Puttnam was also the producer of Chariots of Fire, and in a recent interview he said, “When you’re in post-production, the composer becomes vastly important. I’ve seen Chariots of Fire without a score and can speak with great authority: I don’t think it would have won the Academy Award or very much else without Vangelis.” I believe him, and if The Killing Fields had been made by the director of Chariots of Fire it, too, might have needed souping up. But the music is an insult to Joffé and to Menges—even if they don’t know it. In the same interview, Puttnam, referring to The Killing Fields, explained that “over the years, I’ve wanted to try and make a film that could be described as ’operatic realism,’ ” and said, “I always wanted to try and combine the toughness of The Battle of Algiers with a story that was a bit more accessible and mix in some of the operatic quality, if you like, of Apocalypse Now. ” This is a case of a producer pinning down his own aesthetic crime.
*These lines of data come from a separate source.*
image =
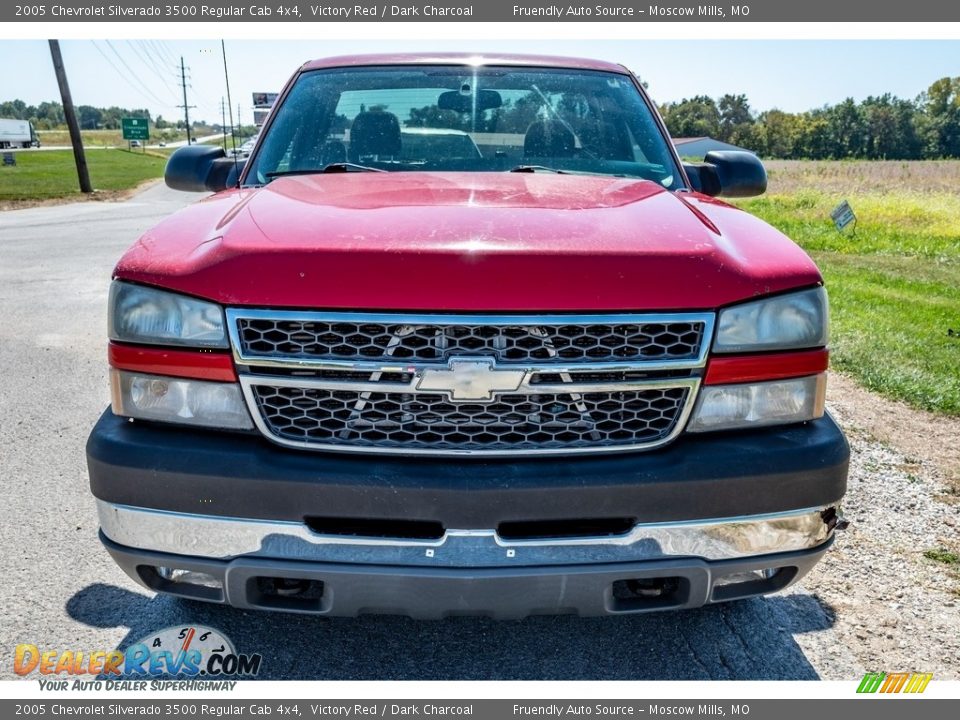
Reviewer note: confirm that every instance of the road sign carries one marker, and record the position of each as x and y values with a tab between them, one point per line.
843	215
135	128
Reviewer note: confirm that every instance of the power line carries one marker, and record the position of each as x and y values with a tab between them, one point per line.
151	65
132	73
139	88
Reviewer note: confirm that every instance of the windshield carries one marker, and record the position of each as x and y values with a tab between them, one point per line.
493	119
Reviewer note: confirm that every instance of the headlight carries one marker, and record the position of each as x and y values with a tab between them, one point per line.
785	322
724	407
141	314
176	400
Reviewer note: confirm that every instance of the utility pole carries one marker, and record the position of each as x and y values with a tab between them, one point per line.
226	78
83	175
223	123
185	106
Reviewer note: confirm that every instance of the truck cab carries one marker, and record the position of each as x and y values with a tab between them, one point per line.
550	373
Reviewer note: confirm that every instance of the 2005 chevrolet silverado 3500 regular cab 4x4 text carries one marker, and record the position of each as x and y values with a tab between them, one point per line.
464	335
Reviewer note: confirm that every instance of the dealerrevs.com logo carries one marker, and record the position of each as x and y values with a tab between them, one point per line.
911	683
192	652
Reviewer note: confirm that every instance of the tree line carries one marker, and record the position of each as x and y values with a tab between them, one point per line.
877	128
49	116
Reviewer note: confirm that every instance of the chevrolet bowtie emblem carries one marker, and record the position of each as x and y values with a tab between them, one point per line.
471	379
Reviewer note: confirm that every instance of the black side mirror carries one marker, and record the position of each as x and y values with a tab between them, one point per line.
202	168
728	173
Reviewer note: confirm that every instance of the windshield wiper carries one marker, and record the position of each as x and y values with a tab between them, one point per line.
329	168
538	168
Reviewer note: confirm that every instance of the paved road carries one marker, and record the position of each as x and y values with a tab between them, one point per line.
61	590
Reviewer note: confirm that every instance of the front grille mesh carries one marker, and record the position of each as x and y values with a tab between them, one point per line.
431	421
315	339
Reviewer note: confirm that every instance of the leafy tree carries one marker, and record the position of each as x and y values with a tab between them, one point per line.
693	117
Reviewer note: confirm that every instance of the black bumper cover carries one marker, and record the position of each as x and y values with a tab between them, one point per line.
697	477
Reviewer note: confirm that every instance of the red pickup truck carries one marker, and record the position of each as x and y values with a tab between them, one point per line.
464	335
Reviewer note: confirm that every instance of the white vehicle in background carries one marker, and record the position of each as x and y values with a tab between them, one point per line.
17	134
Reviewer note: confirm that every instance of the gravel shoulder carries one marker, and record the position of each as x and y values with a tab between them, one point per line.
894	608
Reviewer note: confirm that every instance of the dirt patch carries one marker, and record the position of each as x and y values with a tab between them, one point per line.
95	196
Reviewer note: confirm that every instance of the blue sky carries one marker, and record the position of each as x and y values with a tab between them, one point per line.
791	75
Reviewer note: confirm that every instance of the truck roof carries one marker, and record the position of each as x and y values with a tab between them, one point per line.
451	58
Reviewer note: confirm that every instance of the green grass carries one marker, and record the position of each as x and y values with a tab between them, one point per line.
52	174
894	285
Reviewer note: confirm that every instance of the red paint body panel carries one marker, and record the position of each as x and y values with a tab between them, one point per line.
199	364
467	242
723	370
450	58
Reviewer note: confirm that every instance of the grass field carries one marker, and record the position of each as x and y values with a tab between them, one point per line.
106	138
895	283
52	174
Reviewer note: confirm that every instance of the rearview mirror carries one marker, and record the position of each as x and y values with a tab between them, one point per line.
202	168
728	173
464	102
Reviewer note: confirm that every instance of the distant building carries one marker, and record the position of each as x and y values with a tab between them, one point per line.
698	147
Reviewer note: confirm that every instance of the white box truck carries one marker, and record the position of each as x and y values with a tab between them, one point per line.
17	134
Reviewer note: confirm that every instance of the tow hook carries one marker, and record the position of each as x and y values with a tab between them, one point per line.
834	519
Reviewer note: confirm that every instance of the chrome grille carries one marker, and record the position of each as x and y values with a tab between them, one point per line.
469	384
571	342
431	421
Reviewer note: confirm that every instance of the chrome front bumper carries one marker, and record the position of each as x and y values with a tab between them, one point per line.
220	538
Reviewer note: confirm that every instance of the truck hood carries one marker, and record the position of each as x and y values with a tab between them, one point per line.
469	242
It’s highly doubtful that Sydney Schanberg let Dith Pran stay on with him in Phnom Penh because—as the film’s innuendo has it—he was looking ahead to a Pulitzer. But it’s a cold cinch that David Puttnam is hoping that the kind of musical inflation which won the Best Picture Award for Chariots of Fire will do the same for The Killing Fields. As for the friendship between Pran and Schanberg which is supposed to make the movie “a bit more accessible,” it’s what is most ambiguous. Among the film’s lesser aesthetic crimes, there’s a tiny, glaring one: Accepting his award, Schanberg makes a speech in which he refers to the American officials who made the decision to secretly bomb and invade Cambodia, and says that he and Dith Pran tried to make a record of the concrete results of those decisions. And we get a cut to a baldish man in the audience bobbing his head appreciatively. The director may not have been able to do anything about Puttnam, but surely this guy’s head could have been cut off.*

* I may have gone too far in this review in exculpating Roland Joffé: in a letter, he states that he made his own choices, and that David Puttnam is “a good, thoughtful, supportive producer.”